SOC berfungsi sebagai garda terdepan dalam menjaga keamanan infrastruktur teknologi informasi. Unit ini bekerja 24 jam sehari, tujuh hari seminggu, untuk mengawasi dan mengelola ancaman siber. Sebanyak 58 persen perusahaan Indonesia percaya bahwa SOC efektif meningkatkan tingkat keamanan mereka, menurut studi global Kaspersky. Angka ini lebih tinggi dibanding rata-rata global, memperlihatkan tingkat kesadaran yang tinggi di Indonesia.
SOC sebagai Pilar Keamanan Digital
Security Operations Center bertugas mengawasi keseluruhan infrastruktur TI organisasi. Peran utamanya mencakup pemantauan terus-menerus, analisis ancaman, serta respons cepat terhadap insiden. Dalam praktiknya, SOC menjamin kelangsungan operasional bisnis dari gangguan akibat serangan siber.
Secara global, setengah organisasi berencana membangun atau meningkatkan SOC mereka. Di Indonesia, kondisi ini lebih mendesak karena meningkatnya serangan ransomware dan ancaman siber terarah ke institusi penting. Faktor pendukung lain termasuk kebutuhan untuk deteksi dan respons yang lebih cepat serta pengelolaan perangkat dan aplikasi yang terus bertambah.
Alasan lain yang mendorong pembentukan SOC adalah:
- Percepatan deteksi dan tanggapan insiden siber
- Optimalisasi anggaran keamanan siber
- Penambahan perangkat, aplikasi, dan endpoint pengguna
- Perlindungan data sensitif
- Kepatuhan terhadap regulasi keamanan
- Meningkatkan keunggulan kompetitif
Pemantauan Keamanan 24/7: Kunci SOC
Salah satu fungsi utama SOC adalah pemantauan keamanan secara kontinu tanpa henti. Sebanyak 60 persen perusahaan di Indonesia sepakat bahwa analisis dan investigasi insiden paling tepat dilakukan oleh SOC. Pendekatan ini memungkinkan deteksi dini anomali sebelum berkembang menjadi serangan besar.
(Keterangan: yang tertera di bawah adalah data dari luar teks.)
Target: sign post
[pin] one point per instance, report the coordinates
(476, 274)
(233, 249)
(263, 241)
Peralihan dari strategi reaktif menjadi proaktif ini semakin memperkuat ketahanan organisasi. Perusahaan yang memilih outsourcing SOC umumnya fokus pada metode evaluasi “lessons learned” untuk memperbaiki pertahanan di masa depan. Sebaliknya, perusahaan dengan SOC internal menekankan kontrol akses yang ketat guna menjaga integritas sistem.
Peran Keahlian Manusia dalam Era Teknologi Canggih
Meskipun SOC mengadopsi teknologi mutakhir seperti Threat Intelligence Platform, Endpoint Detection and Response (EDR), dan Security Information and Event Management (SIEM), peran analis manusia tetap krusial. Alat-alat ini mengotomatisasi pengumpulan serta korelasi data, tetapi interpretasi hasil dan pengambilan keputusan strategis masih bergantung pada keahlian manusia.
Di Indonesia, 55 persen organisasi menggunakan Platform Intelijen Ancaman, sedangkan 47 persen memanfaatkan EDR dan 43 persen mengadopsi SIEM. Tren ini menunjukkan bahwa teknologi bersifat sebagai pendukung, sementara keahlian manusia menjadi otoritas utama dalam menjalankan strategi keamanan siber yang efektif.
Pengembangan SOC oleh berbagai perusahaan menjawab kebutuhan mendesak menghadapi dinamika ancaman digital yang terus berkembang. Pemantauan yang konsisten dan kolaborasi antara teknologi serta analis profesional semakin memperkuat pertahanan digital Indonesia di tengah lanskap siber global yang semakin kompleks.